Sunday, January 25, 2009

Happy Chinese New Year

This year for Chinese New Year, I did not celebrate with my family, but rather, my best friends. Truly, I felt touched by their sincerity and their hospitality. I suppose that many, or perhaps all of them, instinctively understood that the occasion and event had a great significance to me. And they all made me feel like family.

I, once again, felt I had a family that I never knew but always loved. I thank God for these precious, precious people.

Waking up early in the morning, I really did not know what to expect from the day. Little things bothered me, and many plans seemed to go awry. Yet, after praying, the day brightened more and more. I suppose the turning point really came when I met up with a friend, who - to celebrate the occasion - wore a little bit of red in the form of a hair band around her wrist. The patience she had listening to my worries and frustrations touched me and lifted me from my fears.

Then, the accommodations and happiness of my long time friends just hit it home.

I know that the party was not the most fun party I have ever thrown. The conversation might not have been the most engaging. And because I was running around trying to cook and eat at the same time, I could not fully devote my attentions to making the group a more cohesive whole and entertain them at my best effort.

Yet, looking on it, none of that seemed to matter when I saw them. It was very simple, they knew the day was important to me and they came because of it. The idea brought tears to my eyes. I don't really know if they knew that I had celebrated Chinese New Year with my mom all these years, and that every time had been a special time for me. I don't really know if any of them consciously knew, that this year, more than ever, I felt homesick and lonely thinking about the New Year.

Yet, the lengths they went through, their sincere smiles and understanding, and even just their mere presence really touched me.

My family.

I do not know what I did to deserve all these wonderful friends. I feel most of the time that I probably do not deserve them. Yet, I thank them from the depths of my very being for everything.

I did not want to cry in front of them, but, in the privacy in my own room, I can shed my tears freely. Thank you.


This year has started wonderfully.

Thursday, January 15, 2009

The New Year

The year 2009 seemed to have started out with something less than hope. With old conflicts continuing and new ones just sparking, I start wondering about what the year in full would turn out to be.

A part of me has always aspired to be someone who can change the world. I know this sounds arrogant or even absurd, yet I truly do. I have always yearned, and even dreamed, for super human abilities so that I may save one life at the very least.

Yet, as I grow older and more accustomed to the rules of the world and reality, sometimes I would revisit these old aspirations. I realize that I cannot gain the power of warp speed flight or super human strength. I can only stop bullets with my body but once and I could never predict where crises may arise.

When I learned and accepted these thoughts about myself, I started to pray that I could be a paladin for God. Someone spiritually girded with a shield of faith and a sword of holy words. Someone spiritually faithful enough to heal the sick and wounded by mere touch and prayer. Although, I still believe that people can do this, I am starting to realize that it is not by my own will or even by avid trying that allows one to do this.

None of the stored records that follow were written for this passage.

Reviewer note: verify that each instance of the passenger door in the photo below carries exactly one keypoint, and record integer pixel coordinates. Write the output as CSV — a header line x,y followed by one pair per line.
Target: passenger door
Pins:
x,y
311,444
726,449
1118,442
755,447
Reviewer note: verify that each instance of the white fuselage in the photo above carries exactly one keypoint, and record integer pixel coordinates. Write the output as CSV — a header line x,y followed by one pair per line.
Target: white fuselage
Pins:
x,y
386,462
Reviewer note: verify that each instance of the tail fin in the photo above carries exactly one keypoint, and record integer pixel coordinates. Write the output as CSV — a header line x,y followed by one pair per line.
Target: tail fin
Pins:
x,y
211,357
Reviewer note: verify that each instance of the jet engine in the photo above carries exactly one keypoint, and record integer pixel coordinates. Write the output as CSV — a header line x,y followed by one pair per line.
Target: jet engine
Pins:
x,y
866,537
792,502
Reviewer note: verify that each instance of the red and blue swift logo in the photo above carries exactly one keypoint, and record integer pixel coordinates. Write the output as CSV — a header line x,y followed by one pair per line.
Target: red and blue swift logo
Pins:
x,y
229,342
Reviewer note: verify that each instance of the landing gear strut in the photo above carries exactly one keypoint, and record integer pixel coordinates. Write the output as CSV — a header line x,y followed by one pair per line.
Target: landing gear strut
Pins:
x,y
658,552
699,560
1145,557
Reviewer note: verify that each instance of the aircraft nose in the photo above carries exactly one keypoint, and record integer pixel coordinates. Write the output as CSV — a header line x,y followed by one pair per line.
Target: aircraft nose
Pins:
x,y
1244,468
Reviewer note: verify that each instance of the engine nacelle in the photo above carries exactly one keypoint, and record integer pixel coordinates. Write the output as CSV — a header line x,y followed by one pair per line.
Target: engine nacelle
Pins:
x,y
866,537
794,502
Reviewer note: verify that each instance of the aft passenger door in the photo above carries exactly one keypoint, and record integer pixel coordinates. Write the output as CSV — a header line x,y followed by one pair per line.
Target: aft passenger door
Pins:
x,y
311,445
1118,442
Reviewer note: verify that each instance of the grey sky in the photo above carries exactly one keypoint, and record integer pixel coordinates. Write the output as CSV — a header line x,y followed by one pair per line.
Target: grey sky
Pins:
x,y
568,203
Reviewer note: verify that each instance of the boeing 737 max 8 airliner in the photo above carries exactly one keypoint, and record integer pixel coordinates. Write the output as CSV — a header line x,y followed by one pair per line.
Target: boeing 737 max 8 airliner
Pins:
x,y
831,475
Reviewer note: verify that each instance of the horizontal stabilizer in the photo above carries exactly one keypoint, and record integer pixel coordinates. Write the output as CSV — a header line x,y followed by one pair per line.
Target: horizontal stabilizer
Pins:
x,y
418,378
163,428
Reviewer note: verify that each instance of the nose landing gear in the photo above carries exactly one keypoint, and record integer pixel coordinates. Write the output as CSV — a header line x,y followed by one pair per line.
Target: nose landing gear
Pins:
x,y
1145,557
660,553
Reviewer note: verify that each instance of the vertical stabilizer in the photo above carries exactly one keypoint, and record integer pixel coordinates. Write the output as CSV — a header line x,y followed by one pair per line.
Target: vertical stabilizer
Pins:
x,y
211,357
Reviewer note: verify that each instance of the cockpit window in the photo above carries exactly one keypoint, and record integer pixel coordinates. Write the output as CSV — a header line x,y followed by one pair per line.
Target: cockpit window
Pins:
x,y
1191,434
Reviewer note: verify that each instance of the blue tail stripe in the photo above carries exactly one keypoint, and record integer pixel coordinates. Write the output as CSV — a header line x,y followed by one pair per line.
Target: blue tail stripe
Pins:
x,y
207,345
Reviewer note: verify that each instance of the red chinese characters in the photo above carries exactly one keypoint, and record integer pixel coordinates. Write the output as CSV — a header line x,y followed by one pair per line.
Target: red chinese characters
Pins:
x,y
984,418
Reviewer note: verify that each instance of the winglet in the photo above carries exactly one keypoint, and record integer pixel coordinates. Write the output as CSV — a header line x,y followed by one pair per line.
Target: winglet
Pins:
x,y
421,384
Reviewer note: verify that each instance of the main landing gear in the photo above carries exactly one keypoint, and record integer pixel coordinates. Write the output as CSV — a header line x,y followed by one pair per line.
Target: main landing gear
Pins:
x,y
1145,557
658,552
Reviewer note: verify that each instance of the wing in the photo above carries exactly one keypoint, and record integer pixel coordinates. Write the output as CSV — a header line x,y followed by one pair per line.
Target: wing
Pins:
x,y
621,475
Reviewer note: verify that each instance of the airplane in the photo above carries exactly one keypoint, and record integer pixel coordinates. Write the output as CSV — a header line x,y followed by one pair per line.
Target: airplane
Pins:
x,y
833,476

Rather, I am just myself, a human being with limited reach and influence. I have neither the resources nor the fame enough to actually change the world. I, then, thought that I could at least change myself, and subsequently, my own world.

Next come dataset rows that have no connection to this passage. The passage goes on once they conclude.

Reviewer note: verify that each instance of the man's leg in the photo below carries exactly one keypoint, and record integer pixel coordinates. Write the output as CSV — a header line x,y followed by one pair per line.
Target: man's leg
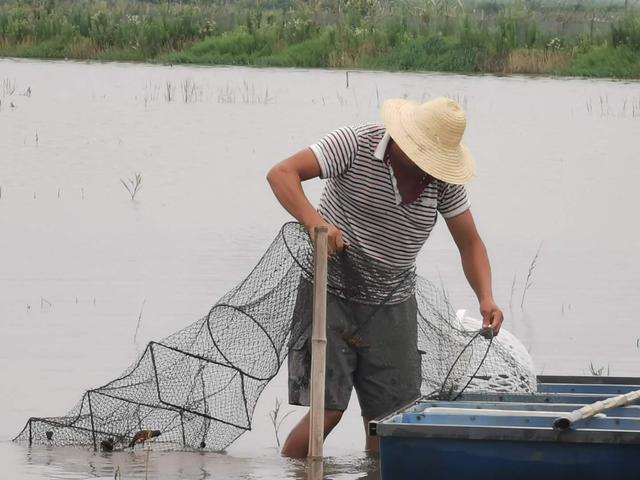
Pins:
x,y
388,374
372,444
297,443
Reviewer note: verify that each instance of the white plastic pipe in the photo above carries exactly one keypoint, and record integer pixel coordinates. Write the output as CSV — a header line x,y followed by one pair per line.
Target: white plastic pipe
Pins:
x,y
565,422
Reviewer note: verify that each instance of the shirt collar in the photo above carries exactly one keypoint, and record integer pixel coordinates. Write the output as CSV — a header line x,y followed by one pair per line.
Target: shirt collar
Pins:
x,y
382,147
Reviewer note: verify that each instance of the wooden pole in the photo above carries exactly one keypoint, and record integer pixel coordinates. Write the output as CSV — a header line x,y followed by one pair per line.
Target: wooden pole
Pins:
x,y
318,344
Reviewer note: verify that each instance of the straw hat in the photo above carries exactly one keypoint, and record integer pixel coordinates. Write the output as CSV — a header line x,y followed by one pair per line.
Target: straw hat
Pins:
x,y
431,136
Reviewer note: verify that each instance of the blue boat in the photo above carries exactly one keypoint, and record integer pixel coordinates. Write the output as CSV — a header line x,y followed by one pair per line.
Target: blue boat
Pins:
x,y
497,436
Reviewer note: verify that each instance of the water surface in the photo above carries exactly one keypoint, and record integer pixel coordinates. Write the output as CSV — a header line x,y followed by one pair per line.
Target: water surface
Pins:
x,y
81,263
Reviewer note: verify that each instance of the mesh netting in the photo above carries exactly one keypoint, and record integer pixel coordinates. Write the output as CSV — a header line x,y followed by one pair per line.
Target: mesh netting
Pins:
x,y
198,387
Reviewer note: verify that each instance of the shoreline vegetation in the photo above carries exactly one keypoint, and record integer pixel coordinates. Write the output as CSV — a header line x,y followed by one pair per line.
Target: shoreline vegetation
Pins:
x,y
478,36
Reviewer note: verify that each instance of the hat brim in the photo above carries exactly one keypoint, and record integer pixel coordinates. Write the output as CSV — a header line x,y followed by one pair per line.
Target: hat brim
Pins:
x,y
452,165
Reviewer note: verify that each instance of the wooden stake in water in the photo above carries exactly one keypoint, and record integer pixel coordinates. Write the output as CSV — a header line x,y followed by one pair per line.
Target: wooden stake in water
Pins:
x,y
318,344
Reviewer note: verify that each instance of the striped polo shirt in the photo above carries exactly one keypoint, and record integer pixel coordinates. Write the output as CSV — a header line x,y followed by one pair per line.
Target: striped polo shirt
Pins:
x,y
360,197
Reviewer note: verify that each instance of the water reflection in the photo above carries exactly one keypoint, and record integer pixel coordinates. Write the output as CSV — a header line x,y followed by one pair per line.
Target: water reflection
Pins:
x,y
76,463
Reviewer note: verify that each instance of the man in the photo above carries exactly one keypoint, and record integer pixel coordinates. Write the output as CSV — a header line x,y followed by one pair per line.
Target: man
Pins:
x,y
385,186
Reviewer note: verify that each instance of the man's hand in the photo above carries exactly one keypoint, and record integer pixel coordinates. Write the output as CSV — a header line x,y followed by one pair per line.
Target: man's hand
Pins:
x,y
492,316
335,242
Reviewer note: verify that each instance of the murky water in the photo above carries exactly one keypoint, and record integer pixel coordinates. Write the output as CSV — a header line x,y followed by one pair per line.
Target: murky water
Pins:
x,y
80,262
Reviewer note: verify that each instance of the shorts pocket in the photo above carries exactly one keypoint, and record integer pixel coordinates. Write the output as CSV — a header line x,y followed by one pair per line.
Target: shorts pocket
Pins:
x,y
301,342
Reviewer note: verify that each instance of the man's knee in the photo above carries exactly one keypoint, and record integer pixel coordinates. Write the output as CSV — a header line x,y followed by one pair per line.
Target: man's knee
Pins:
x,y
297,443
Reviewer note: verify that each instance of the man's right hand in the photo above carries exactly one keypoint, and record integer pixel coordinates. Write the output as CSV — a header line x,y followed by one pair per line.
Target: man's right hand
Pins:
x,y
335,242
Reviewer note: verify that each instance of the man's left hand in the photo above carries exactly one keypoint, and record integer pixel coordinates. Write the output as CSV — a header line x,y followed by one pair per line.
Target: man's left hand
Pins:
x,y
492,316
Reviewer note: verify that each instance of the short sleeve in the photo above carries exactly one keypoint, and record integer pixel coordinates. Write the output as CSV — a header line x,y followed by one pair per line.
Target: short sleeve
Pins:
x,y
336,152
453,200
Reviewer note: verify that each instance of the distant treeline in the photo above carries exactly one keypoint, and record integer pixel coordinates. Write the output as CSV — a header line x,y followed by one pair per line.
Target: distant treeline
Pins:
x,y
587,39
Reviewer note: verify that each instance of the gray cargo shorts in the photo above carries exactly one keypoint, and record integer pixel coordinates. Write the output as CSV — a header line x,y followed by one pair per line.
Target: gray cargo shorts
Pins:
x,y
370,347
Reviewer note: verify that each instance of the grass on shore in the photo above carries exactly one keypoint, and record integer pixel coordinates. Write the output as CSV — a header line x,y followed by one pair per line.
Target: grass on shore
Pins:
x,y
508,38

I know that there is very little that I can do about the conflict in Gaza, but perhaps, I can, at the very least, try to do the best I can each and every day with the things I can accomplish. My mission statement may not be to change the world, but for now, perhaps I can make my friends smile and the lives of the people around me just a bit happier.

I will not assume that I have even the power or influence enough to impact those around me, for they struggle with their own set of difficulties and ideals. I do not believe that I am good enough nor my ideals grand enough for it to be able to be applied in another person's life. Rather, I simply wish to be there and help anyone and everyone that I know when they wish for it.

Thus, this is my New Year's resolution: I wish to give without expecting return. I wish to be able to help those who wish for help. And, above all, I wish to be able to allow my friends to smile more and to cry less, to be a supportive and wholly selfless friend. That is my earnest wish. And hopefully, along the way, I will learn more about myself, my God, and my friends. Hopefully, I will learn from every experience and encounter I have with the people around me and grow into a better person.

Though I do not have paladin status, nor magical powers, I wish to try my hardest in working with the limited tools that I do possess, for that is all I can do. I will pray and seek God for guidance, and who knows, maybe I will become strong enough one day to be able to wield that Shield of Faith.